It's a Sweetheart Deal

Top-ranked Hewitt again takes the desert by storm, dismissing Kuerten, 6-1, 6-1, to win men's event for second year in a row.

March 17, 2003|Bill Dwyre | Times Staff Writer

It must be great these days being Lleyton Hewitt, tennis star.

You wake up Sunday morning in a Southern California desert resort hotel, where the rain that had waited until you finished your semifinal Saturday -- but disrupted your opponent's -- has cleared things out for yet another chamber-of-commerce day.

You get to the locker room in time to watch your girlfriend win $332,000 when her opponent hits 10 double faults and slaps a routine overhead wide on match point.

Then you go out shortly after noon, fresh as a daisy, hit your Brazilian opponent with a service break in the first game and catch him while he is still either coming up or going down from the emotions of the semifinal match he'd had to complete just a few hours earlier.
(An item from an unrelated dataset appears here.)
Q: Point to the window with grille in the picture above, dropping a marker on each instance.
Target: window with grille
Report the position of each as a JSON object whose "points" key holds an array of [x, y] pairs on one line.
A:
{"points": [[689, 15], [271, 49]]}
You never let up, and in exactly one hour, you have won 57 points to his 33, have humiliated a player who has won three French Open titles, and have pocketed $400,000.

And, if you play fast, as one might expect Hewitt does, you still have enough daylight for 18 holes of golf.

The score of Hewitt's rout of Gustavo Kuerten in the Pacific Life Open men's final was 6-1, 6-1. Further details are not necessary. This one needed somebody to step in as they do in recreational softball and invoke the mercy rule. Kuerten should have been allowed to go off somewhere and cry in private, rather than having to stand around and thank volunteers and sponsors, always a deeply sincere moment from the players.

Much was made in the aftermath about Kuerten having to overcome playing two sets, starting at 9 a.m., to complete a 6-2, 3-6, 6-2 victory over Rainer Schuettler of Germany. Kuerten had led, one set and 0-1, when the rains came Saturday.

Asked if he would have fared better than Kuerten had the tables been turned and he had needed to finish another match before the final, Hewitt ever-so-humbly said: "I hope I would have gotten more than two games."

Hewitt had to go some to outdo his 6-1, 6-2 thrashing of England's Tim Henman here last year, a match that marked the most lopsided final of the year on the ATP tour, 15 games. Up to the task this year, Hewitt sent Kuerten away in 14.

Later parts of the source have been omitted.